Caveats with using visual regression tools
There are some caveats that need to be taken into account when using visual regression tools:
Project setup speed
Anonymous versus authenticated UI testing
Project setup speed
It is imperative to minimise the setup time for each project during onboarding. The fastest results are achieved by using third-party tools that require minimum configuration to start the very first test. Usually it takes up to 60 seconds to start using VR testing on third-party services compared to hours to setup VR as a separate per-project package within the pipeline and provision required resources to run workers.
On the other hand, for large projects with several development teams and hundreds of test runs per day across thousands of URLs it may be more cost-effective to provision a cluster dedicated specifically for VR, but it will require SysOps and DevOps personnel involvement as well as additional hosting costs.
False positives are failures produced by the VRT that aren’t actually failures at all — they’re just reported as such. This happens mostly in two cases:
VRT is configured incorrectly — For example, when some areas are dynamic and not being excluded: carousels, Twitter/Facebook feeds etc. Such areas would have unpredictable visual changes on each test run. To mitigate this, areas with dynamic content should be identified and added as excluded to the project configuration.
Intended changes — VRT doesn’t know whether differences are related to actual faults or are caused by the intended changes in the current codebase. The mitigation here is to accept such changes as expected.
Note: This is a primary reason why VRT results may not be automatically used for feature-based development. That is, a human needs to assess the changes before marking them as intended. But for automated patching, where there should be no changes at all, the results of the test run can be used as a check in the automated pipeline to allow continuous delivery.
Anonymous vs authenticated UI testing
Authenticated UI may look different to UI for anonymous site visitors. It may contain some personalised elements that must be correctly handled by the VRT, but there are cases when such elements need to be tested as well.

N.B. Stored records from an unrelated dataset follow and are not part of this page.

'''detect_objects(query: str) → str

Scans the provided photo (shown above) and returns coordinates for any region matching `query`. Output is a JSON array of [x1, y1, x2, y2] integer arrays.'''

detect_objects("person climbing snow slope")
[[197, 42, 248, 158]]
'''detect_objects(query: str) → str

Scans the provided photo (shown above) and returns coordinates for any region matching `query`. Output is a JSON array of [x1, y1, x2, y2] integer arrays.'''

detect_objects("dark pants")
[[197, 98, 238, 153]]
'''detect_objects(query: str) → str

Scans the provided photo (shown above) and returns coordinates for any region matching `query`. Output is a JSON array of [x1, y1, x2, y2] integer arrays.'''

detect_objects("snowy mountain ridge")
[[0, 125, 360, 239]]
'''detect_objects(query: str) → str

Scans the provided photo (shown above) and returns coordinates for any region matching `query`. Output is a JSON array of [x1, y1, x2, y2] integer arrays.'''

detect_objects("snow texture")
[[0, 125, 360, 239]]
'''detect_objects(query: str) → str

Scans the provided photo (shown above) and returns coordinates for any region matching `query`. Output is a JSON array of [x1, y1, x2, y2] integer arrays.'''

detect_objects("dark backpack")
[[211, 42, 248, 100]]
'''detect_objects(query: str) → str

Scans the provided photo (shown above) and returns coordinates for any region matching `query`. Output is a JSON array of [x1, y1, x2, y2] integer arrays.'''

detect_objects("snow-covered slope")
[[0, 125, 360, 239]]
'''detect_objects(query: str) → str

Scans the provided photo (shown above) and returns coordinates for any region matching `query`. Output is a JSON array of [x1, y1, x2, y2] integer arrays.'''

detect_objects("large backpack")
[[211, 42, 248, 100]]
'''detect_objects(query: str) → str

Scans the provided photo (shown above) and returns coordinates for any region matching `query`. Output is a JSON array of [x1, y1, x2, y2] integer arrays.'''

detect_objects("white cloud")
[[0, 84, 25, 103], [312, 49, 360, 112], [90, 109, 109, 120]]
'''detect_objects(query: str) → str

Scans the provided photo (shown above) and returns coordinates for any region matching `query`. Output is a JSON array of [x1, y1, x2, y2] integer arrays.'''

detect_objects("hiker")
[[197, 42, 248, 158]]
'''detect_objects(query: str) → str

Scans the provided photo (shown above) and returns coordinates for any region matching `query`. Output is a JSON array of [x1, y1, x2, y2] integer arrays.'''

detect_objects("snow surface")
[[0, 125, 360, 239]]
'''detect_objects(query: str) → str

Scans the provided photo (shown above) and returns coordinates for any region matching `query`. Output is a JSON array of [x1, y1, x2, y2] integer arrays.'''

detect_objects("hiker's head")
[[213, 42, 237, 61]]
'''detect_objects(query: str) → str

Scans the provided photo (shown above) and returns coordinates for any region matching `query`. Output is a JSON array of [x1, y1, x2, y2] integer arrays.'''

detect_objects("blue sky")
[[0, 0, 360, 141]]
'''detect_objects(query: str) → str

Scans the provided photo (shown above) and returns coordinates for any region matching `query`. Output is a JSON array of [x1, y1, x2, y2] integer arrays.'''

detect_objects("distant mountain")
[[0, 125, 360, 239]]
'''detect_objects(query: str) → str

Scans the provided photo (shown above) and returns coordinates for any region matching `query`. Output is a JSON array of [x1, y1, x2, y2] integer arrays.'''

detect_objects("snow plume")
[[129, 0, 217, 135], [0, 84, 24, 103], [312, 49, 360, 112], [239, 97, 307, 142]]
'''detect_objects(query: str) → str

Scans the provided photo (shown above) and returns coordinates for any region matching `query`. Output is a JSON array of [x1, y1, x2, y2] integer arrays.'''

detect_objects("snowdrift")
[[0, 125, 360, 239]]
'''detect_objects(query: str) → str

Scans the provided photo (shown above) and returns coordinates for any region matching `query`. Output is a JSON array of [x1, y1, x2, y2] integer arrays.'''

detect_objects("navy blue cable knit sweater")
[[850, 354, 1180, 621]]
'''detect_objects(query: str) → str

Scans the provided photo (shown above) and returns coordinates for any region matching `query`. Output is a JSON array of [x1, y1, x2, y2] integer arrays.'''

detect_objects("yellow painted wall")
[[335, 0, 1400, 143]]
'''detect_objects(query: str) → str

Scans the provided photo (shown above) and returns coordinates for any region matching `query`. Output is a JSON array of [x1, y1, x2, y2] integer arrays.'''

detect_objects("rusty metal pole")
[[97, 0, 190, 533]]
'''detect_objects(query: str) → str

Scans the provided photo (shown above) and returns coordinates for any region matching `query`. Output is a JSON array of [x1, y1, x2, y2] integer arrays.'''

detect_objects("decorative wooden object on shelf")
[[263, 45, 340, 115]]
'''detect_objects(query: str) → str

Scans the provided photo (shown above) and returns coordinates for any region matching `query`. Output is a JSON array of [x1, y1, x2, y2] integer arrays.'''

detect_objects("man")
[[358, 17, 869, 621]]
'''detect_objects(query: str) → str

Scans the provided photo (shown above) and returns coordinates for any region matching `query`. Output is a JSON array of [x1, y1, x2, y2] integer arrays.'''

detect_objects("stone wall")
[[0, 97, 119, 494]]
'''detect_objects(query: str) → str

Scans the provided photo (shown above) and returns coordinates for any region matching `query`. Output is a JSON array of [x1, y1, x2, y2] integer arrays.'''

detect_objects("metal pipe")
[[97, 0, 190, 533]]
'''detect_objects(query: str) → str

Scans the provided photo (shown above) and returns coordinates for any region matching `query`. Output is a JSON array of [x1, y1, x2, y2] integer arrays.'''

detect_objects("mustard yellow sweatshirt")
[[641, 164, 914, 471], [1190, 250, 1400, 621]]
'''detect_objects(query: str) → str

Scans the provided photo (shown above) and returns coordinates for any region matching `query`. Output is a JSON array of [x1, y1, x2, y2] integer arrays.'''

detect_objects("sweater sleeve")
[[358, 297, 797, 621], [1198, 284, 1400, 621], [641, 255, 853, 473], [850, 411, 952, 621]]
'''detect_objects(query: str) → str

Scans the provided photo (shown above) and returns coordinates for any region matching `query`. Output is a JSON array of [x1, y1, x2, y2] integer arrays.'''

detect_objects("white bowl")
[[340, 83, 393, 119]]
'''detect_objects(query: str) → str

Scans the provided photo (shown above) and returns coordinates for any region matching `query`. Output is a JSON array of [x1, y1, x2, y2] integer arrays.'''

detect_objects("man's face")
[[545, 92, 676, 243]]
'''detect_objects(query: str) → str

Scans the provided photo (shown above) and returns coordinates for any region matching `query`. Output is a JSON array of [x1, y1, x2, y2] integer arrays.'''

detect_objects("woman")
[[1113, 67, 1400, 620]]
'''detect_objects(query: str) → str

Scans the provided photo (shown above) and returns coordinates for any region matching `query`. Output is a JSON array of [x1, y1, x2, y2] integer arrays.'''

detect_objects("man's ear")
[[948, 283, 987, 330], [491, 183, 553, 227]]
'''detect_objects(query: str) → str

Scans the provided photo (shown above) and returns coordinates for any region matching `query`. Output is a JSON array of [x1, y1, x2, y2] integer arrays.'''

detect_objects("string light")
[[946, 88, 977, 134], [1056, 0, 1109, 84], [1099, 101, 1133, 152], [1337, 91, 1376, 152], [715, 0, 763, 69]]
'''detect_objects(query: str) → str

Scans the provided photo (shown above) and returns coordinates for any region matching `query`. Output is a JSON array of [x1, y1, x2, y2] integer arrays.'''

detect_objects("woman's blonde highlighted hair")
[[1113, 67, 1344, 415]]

It’s important to use VRT that has the capability to handle authenticated sessions and exclude personalised parts of the page, if required.
As a rule of thumb, testing of the authenticated session uses a ‘visual regression test user account’ — a user account used only for VR with specially crafted values for fields. This account should never be used by any other test suites or QA team to make sure that values are predictable and never changed.
Salsa uses VR extensively for testing clients’ projects during automated patching process. After automated patching runs and all packages are updated to the most recent versions, the VR build runs and reports back the results into opened production (PR) for this update. A Salsa engineer then checks the PR status and makes sure that the VR status check is passed, after which the update can be accepted with significant confidence that no regression issues are introduced.
Another use of VR was proposed during Salsa’s proof-of-concept demo for the GovCMS migration project. 100+ sites needed to be migrated between hosting platforms and VR would run at the end of each migration and report back any discrepancies failing the migration process. Looking at the scale and multiple runs of the migrations for each site, automated migration success reporting would bring high confidence to the project stakeholders that migrations have indeed completed successfully.
Despite being a relatively new tool in the development toolset, visual regression has proven to be a cost-efficient and time-effective tool to decrease the feedback time, while lowering human engagement for testing activities and increasing confidence in change delivery. Using third-party tools is significantly faster to setup (with no need to maintain) to start using VR on a project of any size.